L’exil du pontife en Chine correspond à la seconde période du bouddhisme[1]. Cette période dura depuis le VIIIe siècle jusqu’au XIIIe, et peut être considérée comme l’époque où cette croyance, bien que déchue de sa véritable et primitive grandeur, et par conséquent en voie de décadence, fit le plus de progrès dans l’Asie orientale. La première, la période indienne, avait été toute d’enseignement, de prédication et de combats ; la troisième est la période thibétaine, ou du lamaïsme, qui se continue encore et montre la religion de Bouddha passée dans les mœurs des peuples, mais immobile, stationnaire et languissante.

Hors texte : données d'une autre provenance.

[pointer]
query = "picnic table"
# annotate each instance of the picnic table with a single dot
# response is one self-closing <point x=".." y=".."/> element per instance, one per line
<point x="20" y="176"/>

Tant qu’ils résidèrent dans les états des empereurs chinois, les chefs de la doctrine furent soumis aux vicissitudes qu’éprouva la croyance dont ils étaient l’image et le symbole. Tantôt comblés d’honneurs, élevés au rang de conseillers suprêmes et jouant auprès de ces souverains le rôle de précepteurs spirituels, comme jadis auprès des petits rois de l’Inde, tantôt oubliés, abandonnés même, ils manquaient d’indépendance ; leur histoire est, à vrai dire, celle des dynasties à l’ombre desquelles ils vécurent. Cependant ils se succédaient sans interruption. Sous l’empereur Koublaï-Khan, le pontife, grandissant avec son maître, fut élevé à la dignité de prince, mais de prince tributaire. Le Thibet avait été conquis définitivement par les armées mongoles ; Thibétain d’origine, le lama, qui résidait alors à la capitale de Koublaï-Khan, reçut de celui-ci des terres dans son pays natal, et le chef visible de cette religion errante s’arrêta enfin sur le sommet des monts de l’Asie centrale. Il se trouvait là entre l’Inde, d’où le dogme était parti, et la Chine, d’où un ordre impérial venait en quelque sorte de l’exiler. Peut-être les souverains mongols redoutaient-ils la présence d’un personnage influent sur le peuple et qui se rattachait au souvenir des dynasties légitimes. Ce qui le ferait croire, c’est qu’au XVIIe siècle le grand empereur Khang-Hi, véritable fondateur de la dynastie mandchoue, se trouvant dans des conditions analogues, envoya près du lama un agent pour s’assurer de ses intentions à l’égard des nouveaux conquérans de la Chine.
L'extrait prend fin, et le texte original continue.